Opinião (José Lúcio/ Juiz) A justiça tem as costas largas.


Os tribunais aplicam as leis, mas não fazem as leis que aplicam. Estão por isso condenados a serem eles próprios o alvo do descontentamento de quem critica as leis aplicadas, sem que lhes caiba a responsabilidade pelas orientações nelas contidas.

José Lúcio

(Juiz Presidente da Comarca de Beja)

Esta fatalidade é em si mesma inevitável dada a lógica da separação de poderes, que impõe clara distinção entre legislativo e judicial, e a permanência de uma extensa desinformação em vastas camadas da população.

Assistimos assim quase diariamente a manifestações de descontentamento contra os tribunais que se traduzem em atribuir-lhes culpas que efectivamente não lhes pertencem. Na realidade os tribunais são um órgão de soberania que não tem sequer a faculdade de dispor sobre as questões da sua própria vida.

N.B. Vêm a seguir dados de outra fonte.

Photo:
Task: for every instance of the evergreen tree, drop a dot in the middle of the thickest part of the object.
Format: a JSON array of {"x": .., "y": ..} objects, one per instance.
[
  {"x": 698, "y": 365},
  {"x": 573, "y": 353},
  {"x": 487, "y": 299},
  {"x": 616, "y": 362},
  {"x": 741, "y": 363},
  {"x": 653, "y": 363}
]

Mas muito menos compreensível do que essa generalizada desinformação é a tendência que se observa ao nível dos responsáveis políticos e de muitos fazedores de opinião, que não podem alegar desconhecimento, para atirar para as costas da justiça a carga das responsabilidades que competem naturalmente a outros.

Por exemplo, processos recentes vieram trazer à evidência a necessidade de repensar escolhas normativas que obstaculizam gravemente à concretização  dos objectivos da justiça penal.

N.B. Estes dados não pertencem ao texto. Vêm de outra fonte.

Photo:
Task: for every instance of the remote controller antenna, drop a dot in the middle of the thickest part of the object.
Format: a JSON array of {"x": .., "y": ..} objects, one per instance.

Múltiplas vezes é apontado com justificada repulsa o resultado indesejado, e salienta-se que em Portugal dificilmente cumprirá pena de prisão quem tenha poder e dinheiro para utilizar extensa e indefinidamente todo o arsenal de recursos e reclamações que as leis processuais concedem. Mas conclui-se esticando o dedo acusador para a justiça, como se fosse esta a estabelecer esse arsenal.

A verdade é que o garantismo extremo acaba por instituir um sistema que agrava de modo chocante o que resulta das desigualdades sociais e económicas. A lei é igual para todos, mas uns não têm outra hipótese que não seja sujeitar-se a ela enquanto outros podem sem limites recorrer aos meios nela disponibilizados para fugir às suas estatuições mais desagradáveis.

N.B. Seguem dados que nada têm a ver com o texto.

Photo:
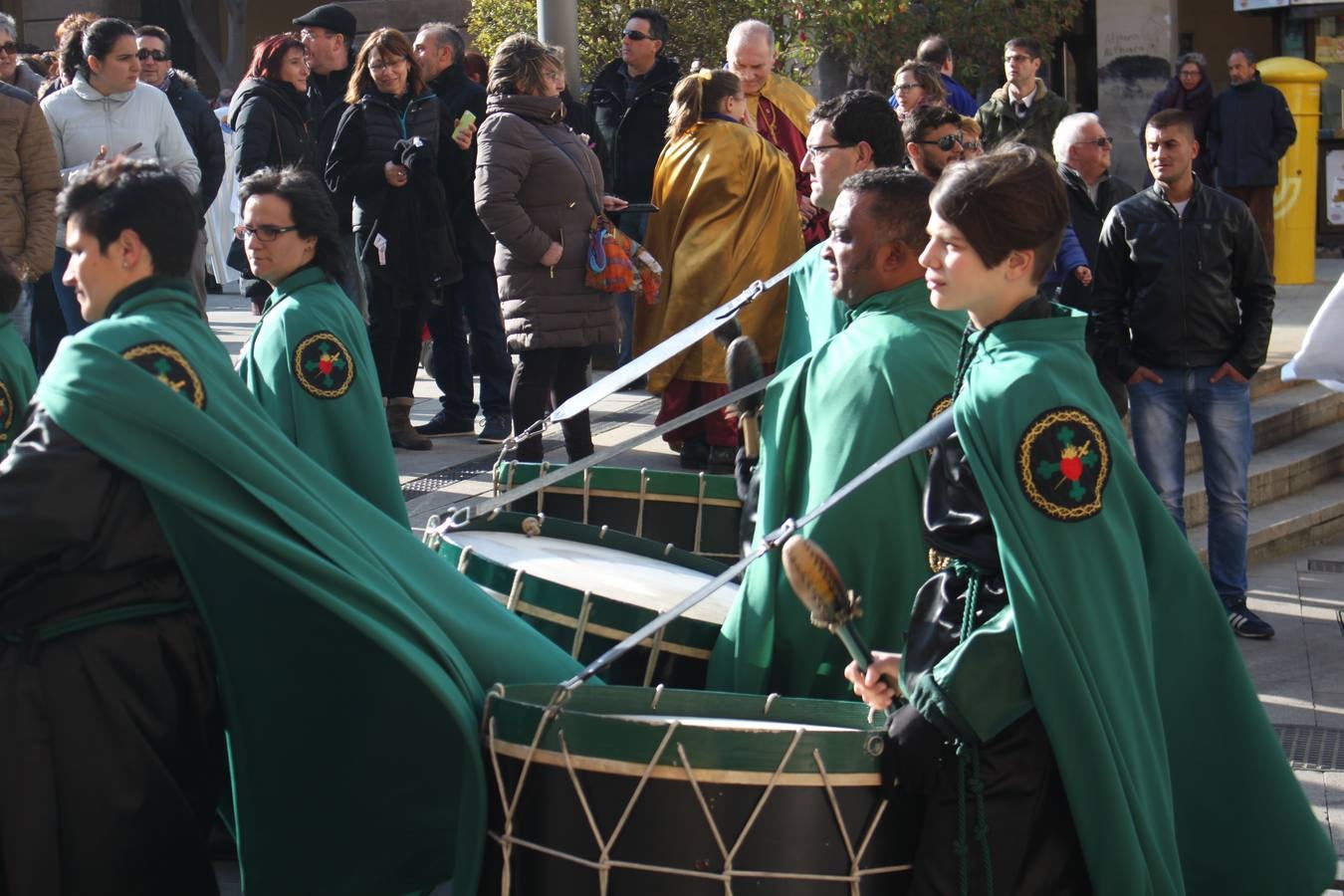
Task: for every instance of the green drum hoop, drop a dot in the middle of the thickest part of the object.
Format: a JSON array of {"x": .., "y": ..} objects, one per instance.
[
  {"x": 645, "y": 791},
  {"x": 698, "y": 512},
  {"x": 587, "y": 588}
]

Num tempo em que a corrupção aos mais altos níveis do Estado constitui preocupação de primeira grandeza não pode deixar de estranhar-se a opção por escolhas legislativas que estabelecem autênticas garantias de impunidade para quantos se situam no seu âmbito de protecção. Impunha-se que as leis processuais fossem de tal forma que assegurassem a efectivação dos comandos judiciais, em vez de estabelecer escapatórias dispendiosas à disposição dos notáveis.

Os juízes, como rosto visível da justiça, são inevitavelmente associados às situações conhecidas em que as condenações ameaçam nunca passar da letra das sentenças.

O mesmo se pode dizer da questão sempre evocada da lentidão, obviamente referida aos processos com grande impacto mediático com que se debatem figuras públicas de primeiro plano. Como se fosse possível estranhar a dificuldade da marcha de certos processos de dimensão gigantesca quando toda a estrutura dos tribunais, em termos humanos e até físicos, está prevista para dimensões normalizadas, em que um juiz, um procurador e três ou quatro funcionários podem com naturalidade abarcar o conteúdo dos processos que lhes estejam afectos – mas não podem eficazmente enfrentar milhares de páginas, milhões de ficheiros, baterias de advogados, centenas de testemunhas… ainda por cima com celeridade, como é de bom tom exigir-se.

Uma rede fabricada para apanhar passarinhos não serve para apanhar passarões. Quem produz as normas que nos regem terá necessariamente que ter presente essa realidade. Sob pena de continuarmos a confrontar-nos com a insuficiência e a ineficácia dos nossos mecanismos judiciais em campos essenciais para a nossa vida cívica.

O combate à corrupção e à impunidade passa por decisões que só podem emanar do poder político e legislativo. Assim haja vontade para tanto.

(Texto escrito segundo a norma ortográfica anterior ao AO1990, por opção do autor).